How Serious Was Obama’s Deficit Plan?

Andrew Sullivan —  Apr 14 2011 @ 3:26pm

Keith Hennessey was unimpressed:

OMB says the President’s February budget reduces the 2021 deficit to 3.1% of GDP. CBO said the same policies would result in a 4.9% deficit in that year. That’s a big gap, and the same will likely be true here. CBO is likely to say that the President’s specific policies don’t come close to hitting his stated deficit targets.

Hennessey says it "appears that the President’s trigger would exempt more than 90% of government spending from the automatic across-the-board cut."  Will Wilkinson is equally harsh:

[T]he president's approach to the budget is guided by two substantive principles. First, the rich ought to pay more. Second, altering the structure of Social Security and Medicare is absolutely out of bounds—even though marginal tweaks to the big entitlements simply won't suffice to make them sustainable. Sacrifice for the few; consoling untruths for the many. In the end, Obama's fiscal rescue plan isn't really serious.

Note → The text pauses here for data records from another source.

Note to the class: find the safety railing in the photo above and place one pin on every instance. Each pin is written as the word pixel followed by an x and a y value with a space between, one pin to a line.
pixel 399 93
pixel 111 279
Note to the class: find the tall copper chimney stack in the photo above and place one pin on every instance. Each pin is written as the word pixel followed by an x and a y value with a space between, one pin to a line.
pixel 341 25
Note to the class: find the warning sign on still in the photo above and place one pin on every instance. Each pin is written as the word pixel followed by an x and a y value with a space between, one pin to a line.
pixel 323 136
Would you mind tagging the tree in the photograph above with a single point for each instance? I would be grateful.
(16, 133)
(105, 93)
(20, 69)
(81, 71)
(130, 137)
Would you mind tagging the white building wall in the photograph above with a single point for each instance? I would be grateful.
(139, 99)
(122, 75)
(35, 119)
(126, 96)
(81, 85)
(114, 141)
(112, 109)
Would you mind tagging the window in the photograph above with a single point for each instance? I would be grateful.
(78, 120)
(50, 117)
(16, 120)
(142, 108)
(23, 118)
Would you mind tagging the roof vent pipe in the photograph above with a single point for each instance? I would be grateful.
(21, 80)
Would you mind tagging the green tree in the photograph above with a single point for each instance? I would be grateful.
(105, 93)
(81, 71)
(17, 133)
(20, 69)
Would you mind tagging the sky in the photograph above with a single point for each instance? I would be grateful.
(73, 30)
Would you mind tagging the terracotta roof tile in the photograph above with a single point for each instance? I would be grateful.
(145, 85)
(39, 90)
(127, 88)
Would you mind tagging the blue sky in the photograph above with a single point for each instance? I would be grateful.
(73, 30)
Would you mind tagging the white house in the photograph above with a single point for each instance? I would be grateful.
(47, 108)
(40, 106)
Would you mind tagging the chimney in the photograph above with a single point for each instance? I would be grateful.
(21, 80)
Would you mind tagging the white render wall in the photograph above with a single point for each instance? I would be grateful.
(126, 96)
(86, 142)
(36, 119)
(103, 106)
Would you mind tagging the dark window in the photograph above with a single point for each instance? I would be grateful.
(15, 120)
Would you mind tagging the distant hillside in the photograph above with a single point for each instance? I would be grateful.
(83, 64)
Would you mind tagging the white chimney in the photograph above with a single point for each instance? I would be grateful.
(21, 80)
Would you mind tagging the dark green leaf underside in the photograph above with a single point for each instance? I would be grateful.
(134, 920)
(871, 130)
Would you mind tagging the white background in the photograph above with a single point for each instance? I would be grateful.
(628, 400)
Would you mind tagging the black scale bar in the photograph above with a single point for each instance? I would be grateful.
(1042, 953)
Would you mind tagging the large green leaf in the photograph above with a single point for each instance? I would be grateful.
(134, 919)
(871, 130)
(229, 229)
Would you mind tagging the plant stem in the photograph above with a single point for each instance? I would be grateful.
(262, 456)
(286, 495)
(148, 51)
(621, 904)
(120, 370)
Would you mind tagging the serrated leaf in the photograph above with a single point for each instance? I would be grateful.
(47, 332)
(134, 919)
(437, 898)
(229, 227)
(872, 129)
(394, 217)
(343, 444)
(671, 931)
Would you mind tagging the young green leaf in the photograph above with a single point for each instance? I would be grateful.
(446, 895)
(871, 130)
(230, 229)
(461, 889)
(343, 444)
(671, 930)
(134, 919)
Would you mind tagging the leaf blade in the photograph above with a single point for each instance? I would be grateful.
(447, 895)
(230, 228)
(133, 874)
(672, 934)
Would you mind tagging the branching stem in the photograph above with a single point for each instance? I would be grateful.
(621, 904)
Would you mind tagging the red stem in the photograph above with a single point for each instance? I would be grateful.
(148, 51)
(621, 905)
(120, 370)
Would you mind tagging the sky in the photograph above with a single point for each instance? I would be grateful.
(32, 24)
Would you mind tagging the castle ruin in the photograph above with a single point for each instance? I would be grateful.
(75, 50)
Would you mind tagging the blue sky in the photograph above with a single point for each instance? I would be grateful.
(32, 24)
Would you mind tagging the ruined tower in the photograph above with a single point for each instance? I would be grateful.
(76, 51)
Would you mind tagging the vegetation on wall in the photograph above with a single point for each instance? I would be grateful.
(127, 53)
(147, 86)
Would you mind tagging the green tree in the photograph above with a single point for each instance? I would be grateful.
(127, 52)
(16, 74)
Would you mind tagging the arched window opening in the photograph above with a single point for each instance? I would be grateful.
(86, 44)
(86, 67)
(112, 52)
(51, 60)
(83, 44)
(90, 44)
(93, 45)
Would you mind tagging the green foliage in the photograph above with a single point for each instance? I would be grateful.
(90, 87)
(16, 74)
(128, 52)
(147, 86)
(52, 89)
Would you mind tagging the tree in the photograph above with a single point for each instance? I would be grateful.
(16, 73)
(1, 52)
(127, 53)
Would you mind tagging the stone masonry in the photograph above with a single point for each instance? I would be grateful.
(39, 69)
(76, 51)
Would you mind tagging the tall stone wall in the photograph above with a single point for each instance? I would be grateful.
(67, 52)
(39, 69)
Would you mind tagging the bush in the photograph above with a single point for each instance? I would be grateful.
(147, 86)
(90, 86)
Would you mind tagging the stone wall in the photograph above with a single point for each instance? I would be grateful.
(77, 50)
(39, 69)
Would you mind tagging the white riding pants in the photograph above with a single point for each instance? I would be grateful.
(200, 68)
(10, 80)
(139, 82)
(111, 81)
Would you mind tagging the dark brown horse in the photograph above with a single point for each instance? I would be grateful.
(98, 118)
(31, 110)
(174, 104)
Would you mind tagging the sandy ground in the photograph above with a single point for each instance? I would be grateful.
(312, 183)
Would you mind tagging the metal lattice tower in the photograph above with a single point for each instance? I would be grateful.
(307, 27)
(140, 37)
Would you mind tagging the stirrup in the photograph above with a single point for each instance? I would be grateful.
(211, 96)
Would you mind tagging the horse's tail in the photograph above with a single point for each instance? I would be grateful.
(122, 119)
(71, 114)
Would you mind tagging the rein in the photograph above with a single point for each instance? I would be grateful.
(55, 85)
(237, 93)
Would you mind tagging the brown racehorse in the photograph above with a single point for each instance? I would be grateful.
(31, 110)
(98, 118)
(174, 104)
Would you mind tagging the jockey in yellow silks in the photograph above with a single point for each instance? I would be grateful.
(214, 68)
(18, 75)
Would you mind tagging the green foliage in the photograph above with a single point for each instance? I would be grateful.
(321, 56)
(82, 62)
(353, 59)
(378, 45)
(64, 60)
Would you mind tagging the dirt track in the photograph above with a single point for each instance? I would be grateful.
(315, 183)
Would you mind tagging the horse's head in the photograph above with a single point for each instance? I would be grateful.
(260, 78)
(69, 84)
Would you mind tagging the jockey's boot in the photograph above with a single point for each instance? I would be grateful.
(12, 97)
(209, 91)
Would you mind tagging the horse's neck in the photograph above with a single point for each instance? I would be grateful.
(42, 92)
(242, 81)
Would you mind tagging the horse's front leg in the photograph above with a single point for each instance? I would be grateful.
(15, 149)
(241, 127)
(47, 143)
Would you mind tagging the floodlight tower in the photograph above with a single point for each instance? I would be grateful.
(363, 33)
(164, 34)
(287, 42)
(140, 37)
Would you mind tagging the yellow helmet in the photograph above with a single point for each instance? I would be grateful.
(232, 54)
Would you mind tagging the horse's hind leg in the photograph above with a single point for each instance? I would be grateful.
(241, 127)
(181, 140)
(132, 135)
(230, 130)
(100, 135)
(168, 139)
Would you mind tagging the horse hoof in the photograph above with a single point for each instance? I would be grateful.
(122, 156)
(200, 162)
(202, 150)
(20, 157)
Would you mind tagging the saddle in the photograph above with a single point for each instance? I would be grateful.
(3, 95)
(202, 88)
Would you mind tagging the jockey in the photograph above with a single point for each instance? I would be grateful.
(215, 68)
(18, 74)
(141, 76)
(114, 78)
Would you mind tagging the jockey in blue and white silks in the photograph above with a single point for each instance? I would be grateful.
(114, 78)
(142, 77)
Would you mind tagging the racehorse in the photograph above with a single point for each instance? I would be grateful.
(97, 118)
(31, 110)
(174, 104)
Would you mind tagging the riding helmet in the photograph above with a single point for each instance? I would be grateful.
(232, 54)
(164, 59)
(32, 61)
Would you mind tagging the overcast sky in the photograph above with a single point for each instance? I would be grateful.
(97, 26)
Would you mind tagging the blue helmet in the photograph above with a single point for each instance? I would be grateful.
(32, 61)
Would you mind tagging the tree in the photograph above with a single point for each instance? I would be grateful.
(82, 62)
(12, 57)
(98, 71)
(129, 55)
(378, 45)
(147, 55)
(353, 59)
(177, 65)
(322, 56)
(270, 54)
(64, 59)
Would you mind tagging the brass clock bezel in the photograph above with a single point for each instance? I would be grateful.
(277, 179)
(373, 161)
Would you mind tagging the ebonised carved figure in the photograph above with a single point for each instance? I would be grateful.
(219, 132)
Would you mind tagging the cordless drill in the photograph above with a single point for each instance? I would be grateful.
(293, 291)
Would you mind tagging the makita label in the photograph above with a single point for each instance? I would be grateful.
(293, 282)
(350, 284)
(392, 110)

Well, given our options, shouldn't the rich pay more? How else do we credibly get to balance? And "altering the structure" of Medicare and Medicaid means abolishing them in their current form, right? On this, though, it seems to me the critique from the right is correct: we are talking about major rationing in Obama's plan; in Ryan's, we're talking about cutting seniors off long before their full medical needs are met. I'm not sure which option will provoke the most resistance and therefore eventual repeal. I suspect, given what we have been used to for fifty years, Ryan's.